Im Juni 1980 besuchen Landrat und Kreistag die Baustelle (die Arbeiten beginnen lange vor der Verabschiedung des Gesetzes), 1981 folgt der erste Anstau, der Vollstau ist 1982 erreicht. Am Ende – Talsperre mit Anlagen, 18,6 Kilometer lange Brauchwasserleitung – kostete das Projekt rund 130 Millionen DM. Auch, weil sich die Trinkwasserversorgung hinzog.
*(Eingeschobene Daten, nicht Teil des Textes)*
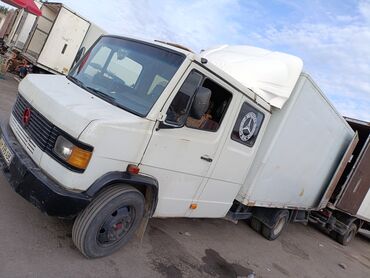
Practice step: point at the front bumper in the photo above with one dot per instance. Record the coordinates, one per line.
(31, 183)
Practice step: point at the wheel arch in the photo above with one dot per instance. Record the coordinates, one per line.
(147, 185)
(267, 215)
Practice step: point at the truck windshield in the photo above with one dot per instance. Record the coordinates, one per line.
(129, 74)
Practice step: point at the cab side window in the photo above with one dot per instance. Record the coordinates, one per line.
(200, 103)
(218, 104)
(179, 108)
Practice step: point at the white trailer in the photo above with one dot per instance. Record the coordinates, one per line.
(55, 38)
(23, 29)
Dies führt zu Verwerfungen mit der WVW, die Mitte der 1980er Jahre selbst tätig wird, um den Norden zu versorgen, in Steinberg-Deckenhardt für 15 Millionen (das Land übernimmt 7,5 Millionen) einen Zentralbehälter baut, der dann doch nicht Verwendung findet, da der Wasserverbrauch nicht so hoch ist wie angenommen. Ein nicht nur parteipolitisch aufgeladener Streit folgt, auch ausgetragen in den Medien.
Streit gibt es auch 1987, und zwar innerhalb des Zweckverbandes der Talsperre, somit zwischen Land und Landkreis. Denn die Verbandssatzung sagt klar, dass die Verbandsversammlung, in der der Landkreis mit drei Stimmen vertreten ist, über die Betriebsführung entscheidet. Daran, so legt es Landrat Marner am 13. März am 23. März 1987 dem Kreistag dar, habe sich die Regierung nicht gehalten und selbstständig entschieden, die Betriebsführung einem Dritten zu überlassen, dabei gleich die Stadtwerke Saarbrücken aufgefordert, ein Angebot zur Übernahme einzureichen, dies bereits im Dezember 1986. Das habe Marner vom Staatssekretär erfahren. Erst danach haben weitere Interessenten die Möglichkeit gehabt, eigene Angebote vorzulegen – darunter die WVW. Ein Vorgehen, das der Kreistag scharf verurteilt.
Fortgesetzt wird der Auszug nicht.